I naturally expected Alex Gibney’s Going Clear: Scientology and the Prison of Belief to rip Scientology, founder L. Ron Hubbard, current Scientology honcho David Miscavige, John Travolta and particularly Tom Cruise big-time, but the hard, well-ordered substance of the film knocked me back regardless. The case against Scientology and Miscavige in particular has been on the table for years, but Going Clear still packs a mean punch.
If you’ve done any reading about Scientology over the years Gibney’s film is not exactly a torrent of fresh information, but for those who are relatively uninformed the doc, which will air on HBO, is a seriously brutal indictment. It’s clear and tight and comprehensive as hell about Hubbard’s history, and is quite convincing with three ex-Scientology notables, including Marty Rathbun, formerly the church’s second-highest ranking official before leaving in 2004, spilling the beans big-time.

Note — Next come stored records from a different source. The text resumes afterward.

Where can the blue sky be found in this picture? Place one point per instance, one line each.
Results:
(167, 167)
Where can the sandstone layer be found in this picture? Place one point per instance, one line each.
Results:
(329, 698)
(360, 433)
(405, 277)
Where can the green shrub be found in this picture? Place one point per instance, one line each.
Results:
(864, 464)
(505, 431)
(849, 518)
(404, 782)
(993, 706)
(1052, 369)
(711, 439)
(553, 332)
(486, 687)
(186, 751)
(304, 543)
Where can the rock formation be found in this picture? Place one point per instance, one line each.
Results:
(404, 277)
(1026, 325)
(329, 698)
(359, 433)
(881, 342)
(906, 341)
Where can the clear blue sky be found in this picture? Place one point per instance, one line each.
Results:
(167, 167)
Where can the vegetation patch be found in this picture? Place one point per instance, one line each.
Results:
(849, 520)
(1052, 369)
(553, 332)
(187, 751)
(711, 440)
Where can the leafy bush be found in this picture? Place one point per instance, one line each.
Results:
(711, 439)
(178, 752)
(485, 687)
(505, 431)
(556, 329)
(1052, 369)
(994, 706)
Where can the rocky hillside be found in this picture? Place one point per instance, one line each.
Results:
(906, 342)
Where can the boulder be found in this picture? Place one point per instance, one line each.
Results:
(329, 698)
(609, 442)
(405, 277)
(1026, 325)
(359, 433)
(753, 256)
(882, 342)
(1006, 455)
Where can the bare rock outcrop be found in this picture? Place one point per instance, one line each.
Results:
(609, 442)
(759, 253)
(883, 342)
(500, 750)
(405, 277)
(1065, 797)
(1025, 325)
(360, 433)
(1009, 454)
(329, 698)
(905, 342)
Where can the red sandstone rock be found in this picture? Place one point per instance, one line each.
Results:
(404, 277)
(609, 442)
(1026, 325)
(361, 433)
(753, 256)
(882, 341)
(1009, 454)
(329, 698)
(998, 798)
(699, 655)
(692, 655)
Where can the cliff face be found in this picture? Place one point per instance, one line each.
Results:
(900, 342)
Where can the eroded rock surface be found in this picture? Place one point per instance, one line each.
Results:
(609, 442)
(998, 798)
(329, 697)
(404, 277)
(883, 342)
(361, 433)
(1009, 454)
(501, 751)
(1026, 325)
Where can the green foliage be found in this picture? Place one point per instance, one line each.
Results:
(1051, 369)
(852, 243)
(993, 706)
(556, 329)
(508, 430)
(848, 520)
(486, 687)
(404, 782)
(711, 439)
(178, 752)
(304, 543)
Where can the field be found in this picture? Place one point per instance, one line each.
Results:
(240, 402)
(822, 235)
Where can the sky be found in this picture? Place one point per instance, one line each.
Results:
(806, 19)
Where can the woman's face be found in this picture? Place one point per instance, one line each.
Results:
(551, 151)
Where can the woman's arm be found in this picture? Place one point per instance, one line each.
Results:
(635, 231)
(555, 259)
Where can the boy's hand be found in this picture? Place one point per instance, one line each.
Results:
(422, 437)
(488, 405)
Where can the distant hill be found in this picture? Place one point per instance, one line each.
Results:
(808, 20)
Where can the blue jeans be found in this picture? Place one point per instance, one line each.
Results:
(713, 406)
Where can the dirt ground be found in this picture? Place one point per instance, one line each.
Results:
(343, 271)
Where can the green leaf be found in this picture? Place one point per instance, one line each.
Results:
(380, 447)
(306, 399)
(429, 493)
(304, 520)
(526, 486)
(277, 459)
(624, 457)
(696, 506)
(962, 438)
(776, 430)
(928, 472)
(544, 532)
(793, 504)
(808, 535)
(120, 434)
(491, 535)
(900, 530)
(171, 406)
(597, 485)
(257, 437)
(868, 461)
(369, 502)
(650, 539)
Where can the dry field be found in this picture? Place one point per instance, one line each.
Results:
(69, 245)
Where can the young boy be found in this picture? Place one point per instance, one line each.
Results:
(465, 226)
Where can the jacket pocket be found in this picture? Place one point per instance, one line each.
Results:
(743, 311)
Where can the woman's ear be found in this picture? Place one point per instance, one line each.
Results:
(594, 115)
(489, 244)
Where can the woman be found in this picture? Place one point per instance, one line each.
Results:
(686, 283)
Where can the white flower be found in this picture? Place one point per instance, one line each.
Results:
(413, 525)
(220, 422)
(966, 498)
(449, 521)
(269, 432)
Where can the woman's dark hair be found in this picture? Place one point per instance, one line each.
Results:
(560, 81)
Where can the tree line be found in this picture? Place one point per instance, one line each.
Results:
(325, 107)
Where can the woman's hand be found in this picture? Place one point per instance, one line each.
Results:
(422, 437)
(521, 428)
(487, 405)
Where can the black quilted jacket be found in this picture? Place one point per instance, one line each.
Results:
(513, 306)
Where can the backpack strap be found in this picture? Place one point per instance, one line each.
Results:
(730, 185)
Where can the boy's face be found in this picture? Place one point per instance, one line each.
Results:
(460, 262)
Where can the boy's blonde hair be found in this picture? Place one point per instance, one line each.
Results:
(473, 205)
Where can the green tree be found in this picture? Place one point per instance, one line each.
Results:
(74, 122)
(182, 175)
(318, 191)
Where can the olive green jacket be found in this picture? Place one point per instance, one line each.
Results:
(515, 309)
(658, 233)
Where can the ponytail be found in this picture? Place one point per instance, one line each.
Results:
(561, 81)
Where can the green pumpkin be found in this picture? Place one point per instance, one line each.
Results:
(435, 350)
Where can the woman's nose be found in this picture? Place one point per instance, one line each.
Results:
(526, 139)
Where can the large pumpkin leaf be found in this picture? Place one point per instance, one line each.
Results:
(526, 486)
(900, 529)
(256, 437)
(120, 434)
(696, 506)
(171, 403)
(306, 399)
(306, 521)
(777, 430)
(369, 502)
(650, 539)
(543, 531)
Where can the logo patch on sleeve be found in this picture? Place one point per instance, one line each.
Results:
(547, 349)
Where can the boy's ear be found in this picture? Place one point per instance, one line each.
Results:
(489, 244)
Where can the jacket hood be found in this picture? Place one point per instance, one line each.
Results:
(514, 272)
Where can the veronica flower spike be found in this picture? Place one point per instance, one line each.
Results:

Rathbun claims that Miscavige, who became freaked about Cruise not being all that reachable during his marriage to Nicole Kidman in the ’90s, ordered henchmen to prod Cruise to split from Kidman on the suspicion that she had persuaded him to keep a distance.
Cruise’s 2005 couch-jump on the Oprah Winfrey talk-show episode triggered a period in which he was regarded as hyper and unhinged, but that impression has faded. Going Clear is liable to reignite it. Cruise comes off as a coddled loon. And Rathbun claims that Miscavige, having read transcripts of several Cruise auditing sessions, strongly criticized the actor for his “perverted” sexual fetishes.